Flashing security lights are a different color, but Highland Park's new approach matches one used in Detroit since 2016.
A new Project Blue Light program lets Highland Park Police monitor video cameras in participating party stores, fast-food spots, gas stations, bars and other businesses, as Detroit does with Project Green Light.
"By installing real-time cameras at each Blue Light location, [police] can access and review video from police headquarters in order to improve community safety," the city says at its website. One goal is faster response to dangerous situations "by using real-time monitoring of the cameras."
The city connects interested business owners with approved installers of cameras, signs and exterior blue lights. "Audio-video experts from [police dpeartment] will ... conduct a site survey, detailing where cameras should be installed ... [and] conduct a post-installation audit and ensure that the installation meets the requirements of the program," the announcement adds.
Sunrise Cleaners on Woodward serves as a demonstration site.
Charles W. Lackey III, the city's director of information technology, tells WDET: "We felt that our citizens should have the same kind of law enforcement assistive technology available" in Detroit, Ecorse and elsewhere.
"Typical costs will be about $2,000 for about four cameras, starting off. Right now, we have about 40 businesses that are interested in signing up. ...
"We want to be able to prevent crime from happening.

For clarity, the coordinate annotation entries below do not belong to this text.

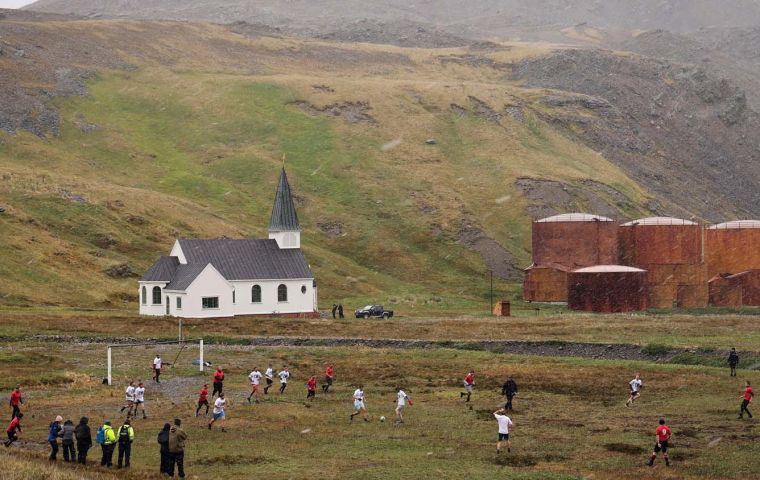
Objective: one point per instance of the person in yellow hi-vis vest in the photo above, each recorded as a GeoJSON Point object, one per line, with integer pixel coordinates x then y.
{"type": "Point", "coordinates": [106, 437]}
{"type": "Point", "coordinates": [125, 437]}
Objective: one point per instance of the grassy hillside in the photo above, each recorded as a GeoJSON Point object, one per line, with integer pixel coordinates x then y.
{"type": "Point", "coordinates": [183, 130]}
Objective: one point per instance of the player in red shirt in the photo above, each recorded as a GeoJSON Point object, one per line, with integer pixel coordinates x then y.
{"type": "Point", "coordinates": [329, 371]}
{"type": "Point", "coordinates": [311, 388]}
{"type": "Point", "coordinates": [218, 381]}
{"type": "Point", "coordinates": [202, 400]}
{"type": "Point", "coordinates": [16, 402]}
{"type": "Point", "coordinates": [11, 430]}
{"type": "Point", "coordinates": [469, 381]}
{"type": "Point", "coordinates": [746, 400]}
{"type": "Point", "coordinates": [663, 435]}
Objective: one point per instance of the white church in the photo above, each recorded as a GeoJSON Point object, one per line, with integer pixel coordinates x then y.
{"type": "Point", "coordinates": [226, 277]}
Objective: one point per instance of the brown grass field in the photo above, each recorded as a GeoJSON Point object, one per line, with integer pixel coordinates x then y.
{"type": "Point", "coordinates": [570, 418]}
{"type": "Point", "coordinates": [678, 330]}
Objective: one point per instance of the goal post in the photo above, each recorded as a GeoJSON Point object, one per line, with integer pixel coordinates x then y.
{"type": "Point", "coordinates": [182, 343]}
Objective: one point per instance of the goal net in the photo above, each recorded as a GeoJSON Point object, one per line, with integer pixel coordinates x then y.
{"type": "Point", "coordinates": [134, 361]}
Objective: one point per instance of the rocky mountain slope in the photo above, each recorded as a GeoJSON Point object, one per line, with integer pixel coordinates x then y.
{"type": "Point", "coordinates": [486, 17]}
{"type": "Point", "coordinates": [417, 170]}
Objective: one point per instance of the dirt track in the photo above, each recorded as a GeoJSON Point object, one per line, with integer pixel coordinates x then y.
{"type": "Point", "coordinates": [599, 351]}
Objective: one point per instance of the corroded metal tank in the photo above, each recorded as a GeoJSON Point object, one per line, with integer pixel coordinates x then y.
{"type": "Point", "coordinates": [575, 240]}
{"type": "Point", "coordinates": [732, 247]}
{"type": "Point", "coordinates": [608, 288]}
{"type": "Point", "coordinates": [660, 240]}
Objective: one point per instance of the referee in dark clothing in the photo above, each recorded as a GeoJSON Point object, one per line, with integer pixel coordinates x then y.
{"type": "Point", "coordinates": [509, 389]}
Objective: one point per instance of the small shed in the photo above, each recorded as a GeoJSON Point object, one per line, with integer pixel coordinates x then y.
{"type": "Point", "coordinates": [607, 288]}
{"type": "Point", "coordinates": [501, 308]}
{"type": "Point", "coordinates": [546, 283]}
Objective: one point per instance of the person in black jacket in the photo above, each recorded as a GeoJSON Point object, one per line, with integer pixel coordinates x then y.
{"type": "Point", "coordinates": [84, 439]}
{"type": "Point", "coordinates": [509, 389]}
{"type": "Point", "coordinates": [733, 361]}
{"type": "Point", "coordinates": [166, 459]}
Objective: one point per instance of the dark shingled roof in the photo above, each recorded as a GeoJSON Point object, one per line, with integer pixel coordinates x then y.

And, if crime happens, we want to be able to use the video or the media from the system to bring those individuals to justice."
When reporter Laura Herberg of the public radio station raised "concerns about surveillance leading to wrongful convictions," Lackey replied:
"We are not employing active facial recognition technology in our system. Not yet, and not in the foreseeable future. Not until that kind of technology’s been vetted."